The chill winter breeze toyed at the ends of Hilda’s black hair. She pulled her cloak tighter against the bitter afternoon, and the fear that shook her core. What had she seen? She and Justice had been sitting at the table moments before, settling in against the cold of the approaching night when several . . . things had fallen out of the sky, quaking the ground as they landed.
She’d never hated living in the wilds of the Realm of Earth until Davin had died, leaving her and their son alone. Without city or town around, it was up to her to raise their son. She wasn’t a fearful woman, but lately the lands were dangerous. The chaos dwarves had passed not too far from her home just weeks ago. She and Justice had hidden in the secret room under the floorboards until they could no longer hear the rumbling passage of the baneful beasts.
At least there were advantages of living in less populated areas; mostly they avoided attack from alarist and fallen alike, which was something only the smaller towns were escaping nowadays, if the telfetch she shared with her sister in the Realm
of Fire was an indication.
But now this?
The shiver that ran up her spine had nothing to do with the cold this time, and everything to do with the memory of what she had witnessed.

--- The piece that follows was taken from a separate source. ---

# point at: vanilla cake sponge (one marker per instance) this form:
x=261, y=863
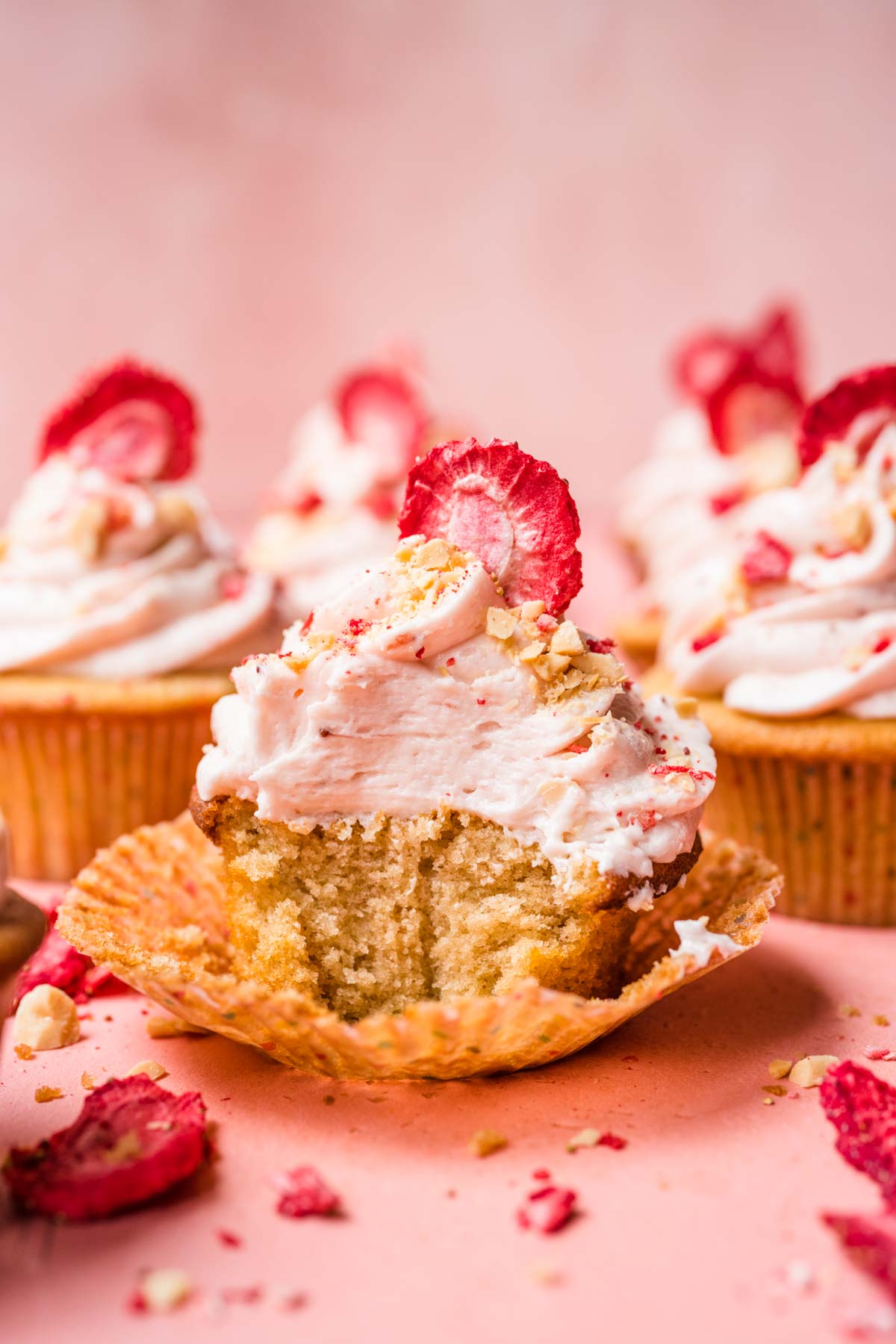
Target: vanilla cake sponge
x=440, y=788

“Mom, what’s that?” Justice asked, setting his cards down and pointing out the window and to the west.
Hilda had finished her move before looking out to where her son was pointing.
“I don’t see anything, Just, why don’t you finish your hot cocoa?” She pulled the housecoat tighter around herself and checked the front door. She would have to have it replaced soon. When it was windy out she could feel the cold cutting through the house.
“No, there’s definitely something happening,” he told her, his eyes following a point through the sky that she hadn’t seen.
Again, she went to the window and searched for what he was trying to show her, but this time it didn’t take long. Hundreds, maybe thousands of points of light were trailing through the sky from the west, gaining height as they went. She’d seen things like this before, but falling from the sky, never ascending into it.
The points of light left smoldering trails in their wake, like puffy clouds or vapors straggling behind them. As the objects climbed higher Hilda realized they were reaching a point nearly right above her house. Indeed, she was watching them so intently that she was now crouching down and looking up.
And then a bright flash nearly burned her eyes. She yelped against the jab of pain, and then sank to her chair when the roar of something she could only call thunder shook her house. The noise was tremendous.
Hilda began to shake. And then something large slammed into the ground outside her home.
“Look!” Justice said, standing on his chair and pointing out the window.
The smoking creature wasn’t the only one. For minutes afterward, several more of them landed around her home. Thankfully none of them landed on her home. They sat there, watching each beast fall from the sky like smoking boulders heaved out of the Ever After to crack the land below.